Los personajes ya no son solo arquetipos
En el musical, cada mujer representaba un tipo de relación con Emmanuel y también un estilo de cantante pop. Eran más símbolos que personas: Daniela la esposa sofisticada, Dulce la exmonja inocente, Yuri la abogada calculadora, Lupita la secretaria noble. Pero en la serie, cada una tiene un pasado, una historia y una herida que la vuelve más humana.
Por ejemplo, la Yuri de Regina Blandón carga con un secreto legal, Dulce (Diana Bovio) dejó la vida religiosa por una razón mucho más densa, y Lupita (Mariana Treviño) es más que la mujer sumisa que “sabía todo”. Incluso Belinda, como Daniela, encuentra momentos para que su personaje deje de ser una caricatura de diva.

Emmanuel es menos protagonista
El musical gira en torno a Emmanuel: su funeral, su juego mental, su revelación. La serie también parte de su muerte, pero la tensión no está en si está vivo o muerto (al menos no en los primeros episodios), sino en cómo sus acciones desataron una cadena de traiciones, secretos y alianzas entre las mujeres. Emmanuel sigue siendo un patán seductor, pero ahora es más una excusa narrativa que el centro del universo.
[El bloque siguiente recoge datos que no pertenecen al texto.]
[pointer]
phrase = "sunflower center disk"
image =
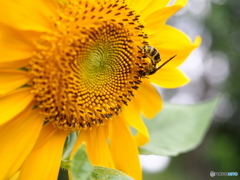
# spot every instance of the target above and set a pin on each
(83, 75)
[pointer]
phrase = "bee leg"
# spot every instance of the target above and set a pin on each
(165, 63)
(140, 48)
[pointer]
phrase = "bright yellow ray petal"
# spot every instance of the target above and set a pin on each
(14, 103)
(19, 42)
(172, 42)
(97, 146)
(169, 78)
(124, 149)
(149, 99)
(12, 79)
(25, 14)
(15, 176)
(21, 134)
(132, 115)
(155, 20)
(146, 7)
(44, 160)
(14, 64)
(152, 7)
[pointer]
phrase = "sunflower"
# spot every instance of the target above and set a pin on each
(75, 66)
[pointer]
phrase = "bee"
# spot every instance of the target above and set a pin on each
(155, 58)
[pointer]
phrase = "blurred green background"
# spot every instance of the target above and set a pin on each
(214, 68)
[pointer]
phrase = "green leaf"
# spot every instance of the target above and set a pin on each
(178, 128)
(81, 168)
(101, 173)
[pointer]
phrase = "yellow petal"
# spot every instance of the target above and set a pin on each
(15, 176)
(124, 149)
(18, 137)
(132, 116)
(153, 7)
(159, 16)
(97, 146)
(44, 160)
(12, 79)
(149, 99)
(14, 103)
(26, 14)
(169, 78)
(19, 42)
(16, 64)
(146, 7)
(172, 41)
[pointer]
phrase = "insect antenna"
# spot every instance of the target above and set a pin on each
(166, 62)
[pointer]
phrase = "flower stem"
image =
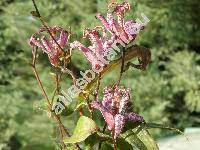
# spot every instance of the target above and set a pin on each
(61, 126)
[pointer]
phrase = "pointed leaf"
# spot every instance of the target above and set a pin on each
(140, 139)
(84, 128)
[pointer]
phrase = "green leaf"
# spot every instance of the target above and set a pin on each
(140, 139)
(91, 141)
(84, 128)
(121, 143)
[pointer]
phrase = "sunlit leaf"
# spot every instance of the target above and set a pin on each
(84, 128)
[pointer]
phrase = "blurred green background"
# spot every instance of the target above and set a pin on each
(168, 92)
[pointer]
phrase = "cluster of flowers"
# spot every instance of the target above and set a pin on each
(119, 29)
(113, 108)
(115, 28)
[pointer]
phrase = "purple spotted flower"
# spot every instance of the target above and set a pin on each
(48, 44)
(113, 108)
(119, 27)
(100, 44)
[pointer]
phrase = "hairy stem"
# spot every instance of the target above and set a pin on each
(34, 52)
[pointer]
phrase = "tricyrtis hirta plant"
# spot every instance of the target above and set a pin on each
(111, 46)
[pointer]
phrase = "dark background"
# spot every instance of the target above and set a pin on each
(168, 92)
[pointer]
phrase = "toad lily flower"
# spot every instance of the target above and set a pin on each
(100, 45)
(113, 109)
(48, 45)
(120, 28)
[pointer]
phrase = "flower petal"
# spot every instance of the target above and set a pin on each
(133, 117)
(119, 124)
(106, 114)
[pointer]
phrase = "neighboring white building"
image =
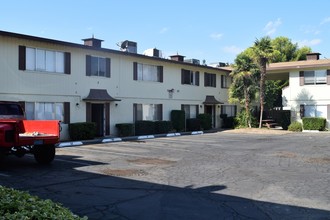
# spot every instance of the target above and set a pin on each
(85, 82)
(308, 93)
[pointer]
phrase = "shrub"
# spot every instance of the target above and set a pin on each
(205, 120)
(15, 204)
(178, 120)
(144, 127)
(314, 124)
(193, 124)
(285, 119)
(295, 126)
(125, 129)
(163, 127)
(240, 120)
(82, 130)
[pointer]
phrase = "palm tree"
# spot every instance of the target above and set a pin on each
(243, 79)
(262, 54)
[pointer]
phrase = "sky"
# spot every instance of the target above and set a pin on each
(210, 30)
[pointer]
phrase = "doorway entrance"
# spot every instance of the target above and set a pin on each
(210, 109)
(98, 117)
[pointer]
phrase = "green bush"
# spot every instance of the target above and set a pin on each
(125, 129)
(178, 120)
(193, 124)
(15, 204)
(144, 127)
(163, 127)
(240, 120)
(82, 130)
(205, 120)
(295, 126)
(314, 124)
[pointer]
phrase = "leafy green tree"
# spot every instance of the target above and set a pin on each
(243, 87)
(262, 54)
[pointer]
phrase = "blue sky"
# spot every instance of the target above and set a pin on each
(211, 30)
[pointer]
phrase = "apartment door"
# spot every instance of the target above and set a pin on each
(98, 117)
(210, 109)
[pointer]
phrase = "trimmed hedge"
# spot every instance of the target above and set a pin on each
(163, 127)
(193, 124)
(295, 126)
(205, 120)
(285, 119)
(178, 120)
(16, 204)
(314, 124)
(125, 129)
(82, 131)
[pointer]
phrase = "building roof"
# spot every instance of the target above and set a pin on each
(296, 65)
(82, 46)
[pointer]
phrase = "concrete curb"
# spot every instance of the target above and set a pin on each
(132, 138)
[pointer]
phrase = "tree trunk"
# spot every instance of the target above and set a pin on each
(263, 63)
(247, 110)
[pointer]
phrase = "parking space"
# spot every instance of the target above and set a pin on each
(210, 176)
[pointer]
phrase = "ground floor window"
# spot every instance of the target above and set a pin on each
(315, 111)
(230, 110)
(44, 110)
(191, 111)
(149, 112)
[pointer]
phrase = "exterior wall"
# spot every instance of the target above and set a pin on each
(31, 86)
(295, 95)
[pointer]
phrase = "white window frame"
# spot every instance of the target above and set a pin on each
(191, 111)
(148, 112)
(42, 60)
(146, 72)
(315, 77)
(44, 110)
(97, 66)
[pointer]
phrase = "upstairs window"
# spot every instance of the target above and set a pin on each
(146, 72)
(98, 66)
(210, 80)
(315, 77)
(149, 112)
(41, 60)
(225, 81)
(189, 77)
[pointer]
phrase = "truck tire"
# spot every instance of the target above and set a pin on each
(44, 154)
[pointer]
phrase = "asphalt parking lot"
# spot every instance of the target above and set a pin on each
(221, 175)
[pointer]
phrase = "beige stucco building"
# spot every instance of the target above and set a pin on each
(308, 93)
(85, 82)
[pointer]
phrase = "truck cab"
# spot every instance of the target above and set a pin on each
(19, 136)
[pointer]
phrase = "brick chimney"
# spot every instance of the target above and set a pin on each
(92, 42)
(177, 58)
(313, 56)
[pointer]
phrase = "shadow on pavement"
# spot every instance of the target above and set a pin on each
(100, 196)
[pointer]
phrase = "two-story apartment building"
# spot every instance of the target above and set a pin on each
(308, 93)
(84, 82)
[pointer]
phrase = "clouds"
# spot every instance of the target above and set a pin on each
(271, 26)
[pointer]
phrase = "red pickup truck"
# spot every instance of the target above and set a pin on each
(19, 136)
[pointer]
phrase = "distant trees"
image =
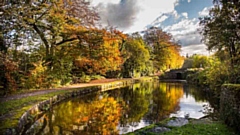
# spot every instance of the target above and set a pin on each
(221, 33)
(221, 29)
(51, 43)
(165, 53)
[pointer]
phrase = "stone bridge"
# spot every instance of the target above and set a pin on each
(174, 74)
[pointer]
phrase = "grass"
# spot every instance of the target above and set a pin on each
(215, 128)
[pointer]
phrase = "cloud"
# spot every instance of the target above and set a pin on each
(121, 15)
(195, 49)
(185, 14)
(204, 12)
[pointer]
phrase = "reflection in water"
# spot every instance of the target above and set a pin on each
(122, 110)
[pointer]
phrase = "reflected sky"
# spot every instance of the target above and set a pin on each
(123, 110)
(189, 106)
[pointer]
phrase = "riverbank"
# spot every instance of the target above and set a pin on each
(13, 106)
(183, 126)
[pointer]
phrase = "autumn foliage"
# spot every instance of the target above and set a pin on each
(60, 42)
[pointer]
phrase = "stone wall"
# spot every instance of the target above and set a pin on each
(230, 105)
(37, 111)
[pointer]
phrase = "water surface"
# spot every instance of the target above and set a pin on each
(123, 110)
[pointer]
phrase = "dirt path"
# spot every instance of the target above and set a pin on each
(46, 91)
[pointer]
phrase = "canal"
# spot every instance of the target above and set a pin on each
(123, 110)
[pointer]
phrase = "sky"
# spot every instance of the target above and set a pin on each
(178, 17)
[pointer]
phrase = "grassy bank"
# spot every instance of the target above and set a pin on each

Luis Gerardo Méndez, que lo interpreta, aparece en flashbacks o recuerdos. Su papel sirve para iluminar el pasado de las protagonistas y, con suerte, ayudar a deconstruir la figura del “galán ochentero” que todo lo conseguía.

La estética también dice cosas
Mentiras: La Serie es colorida, pero no como un videoclip ochentero, sino como una postal dirigida con ojo cinematográfico. La casa de cada mujer tiene una paleta cromática específica, los vestuarios hacen referencia a sus emociones y los sets parecen sacados de una estética tipo Wes Anderson pop mexicano. No es solo decoración: es narración visual.
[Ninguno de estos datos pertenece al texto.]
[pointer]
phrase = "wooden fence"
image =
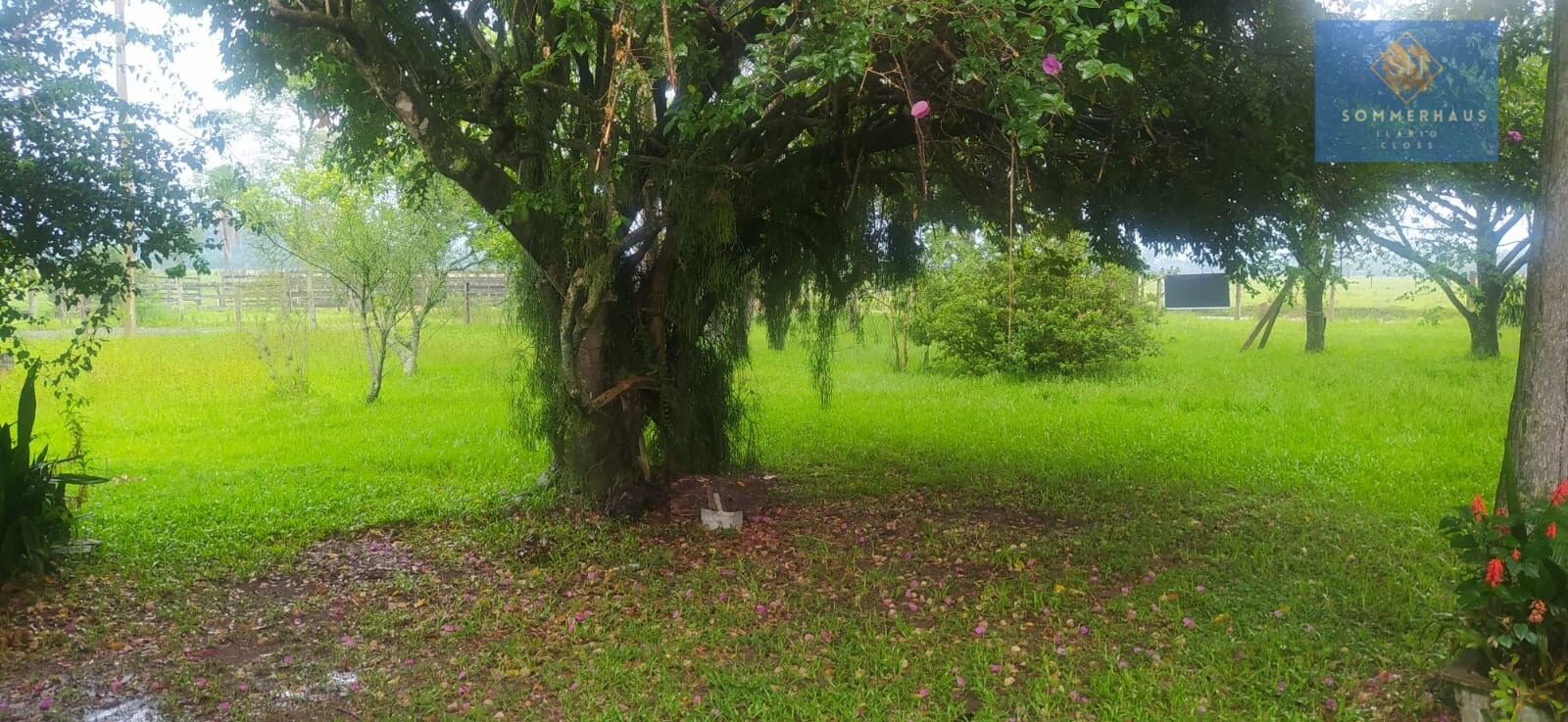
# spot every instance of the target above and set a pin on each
(261, 292)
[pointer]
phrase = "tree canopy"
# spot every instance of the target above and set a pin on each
(662, 160)
(83, 174)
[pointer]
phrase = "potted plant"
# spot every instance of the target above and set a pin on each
(1513, 601)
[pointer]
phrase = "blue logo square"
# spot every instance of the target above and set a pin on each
(1405, 91)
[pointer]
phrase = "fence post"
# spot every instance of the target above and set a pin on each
(310, 296)
(467, 303)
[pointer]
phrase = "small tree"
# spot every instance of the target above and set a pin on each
(389, 256)
(446, 234)
(1062, 313)
(1455, 215)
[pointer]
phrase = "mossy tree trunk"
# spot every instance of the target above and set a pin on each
(1536, 457)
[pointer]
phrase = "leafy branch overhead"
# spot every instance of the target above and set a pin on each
(659, 162)
(83, 174)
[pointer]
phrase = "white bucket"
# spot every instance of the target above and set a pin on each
(721, 520)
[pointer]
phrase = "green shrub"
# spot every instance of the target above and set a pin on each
(35, 514)
(1068, 315)
(1513, 593)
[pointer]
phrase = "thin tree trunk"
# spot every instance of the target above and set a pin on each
(1536, 457)
(1313, 287)
(1484, 324)
(408, 348)
(375, 358)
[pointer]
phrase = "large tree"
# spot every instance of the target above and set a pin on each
(1455, 217)
(1536, 457)
(656, 160)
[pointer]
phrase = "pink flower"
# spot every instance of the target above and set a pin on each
(1051, 65)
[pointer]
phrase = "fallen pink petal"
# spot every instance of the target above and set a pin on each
(1051, 65)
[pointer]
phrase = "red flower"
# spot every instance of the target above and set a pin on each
(1494, 572)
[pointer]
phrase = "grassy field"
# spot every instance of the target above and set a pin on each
(1206, 534)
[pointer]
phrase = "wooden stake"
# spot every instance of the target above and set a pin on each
(1266, 323)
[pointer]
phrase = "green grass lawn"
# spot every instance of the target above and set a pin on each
(1206, 534)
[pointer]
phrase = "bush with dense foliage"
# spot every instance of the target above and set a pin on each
(1053, 312)
(1513, 594)
(35, 512)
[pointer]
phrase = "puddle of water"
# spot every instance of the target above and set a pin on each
(138, 710)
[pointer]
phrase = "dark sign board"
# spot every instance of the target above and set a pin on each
(1197, 290)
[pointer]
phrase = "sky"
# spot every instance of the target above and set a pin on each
(198, 68)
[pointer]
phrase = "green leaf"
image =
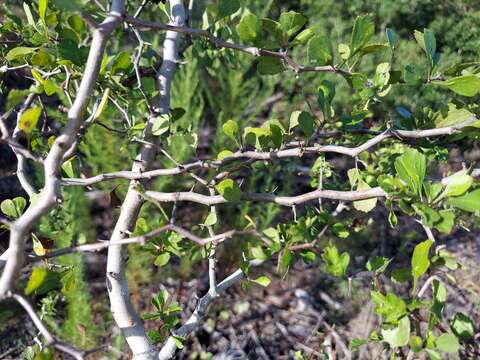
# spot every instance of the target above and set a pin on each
(411, 168)
(70, 5)
(320, 51)
(366, 205)
(268, 65)
(249, 28)
(227, 8)
(35, 280)
(340, 230)
(103, 104)
(391, 307)
(42, 8)
(446, 222)
(416, 343)
(162, 259)
(223, 154)
(19, 52)
(306, 123)
(13, 208)
(29, 119)
(303, 37)
(335, 263)
(356, 343)
(50, 87)
(274, 27)
(392, 38)
(121, 62)
(262, 281)
(15, 97)
(465, 85)
(344, 51)
(447, 343)
(454, 116)
(179, 341)
(229, 190)
(430, 44)
(468, 202)
(211, 219)
(363, 30)
(458, 184)
(291, 22)
(230, 128)
(68, 281)
(398, 336)
(382, 75)
(433, 355)
(412, 74)
(420, 260)
(161, 124)
(378, 264)
(462, 326)
(29, 14)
Además, hay números musicales bien montados, con coreografías y nuevas versiones de las canciones clásicas. Sí, están las de siempre (“Él me mintió”, “Ese hombre no se toca”), pero también hay algunas que se omiten o cambian de lugar para que funcionen mejor en el ritmo de una serie.
De musical divertido a thriller femenino
Una de las decisiones más relevantes de la serie es cambiar el tono de la historia. Aunque sigue teniendo comedia y momentos absurdos, ahora se nota que la narrativa quiere hablar de cosas más serias: sororidad, manipulación, misoginia, perdón y venganza. El misterio ya no es solo “¿quién mató a Emmanuel?”, sino “¿quién era él realmente y por qué estas mujeres aceptaron tanto durante tanto tiempo?”
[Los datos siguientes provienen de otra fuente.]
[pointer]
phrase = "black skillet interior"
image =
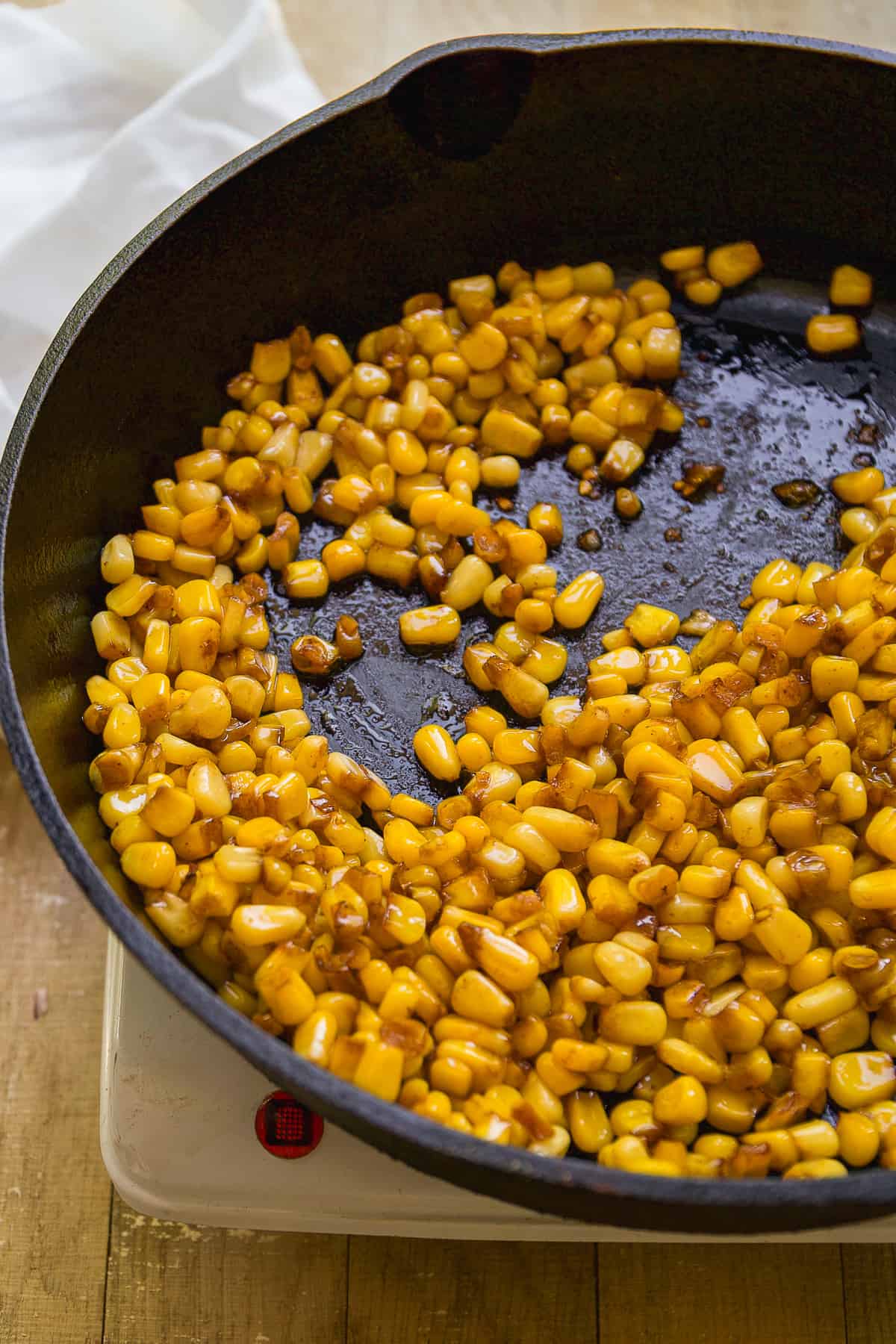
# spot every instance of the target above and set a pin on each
(610, 147)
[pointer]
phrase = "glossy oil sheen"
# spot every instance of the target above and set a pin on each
(334, 222)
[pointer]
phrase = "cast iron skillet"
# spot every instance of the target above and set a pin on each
(541, 148)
El final también parece ir por otro camino. Aunque aún no se confirma si Emmanuel está vivo o muerto (como en el famoso giro del musical), todo apunta a que la serie prefiere cerrar con un mensaje de cierre emocional para las mujeres, más que con un truco escénico.
¿Y entonces, cuál es mejor?
No es una competencia. Son dos versiones distintas de una misma historia. El musical tiene ritmo, nostalgia y un final que nunca falla. La serie, en cambio, toma el riesgo de hacer más grande el universo de ‘Mentiras’, para hablar de temas que sí necesitamos revisar con más calma. Ambas versiones comparten el corazón, pero no el cuerpo, y ahí está lo interesante: en ver cómo una historia que creíamos conocer todavía puede sorprendernos.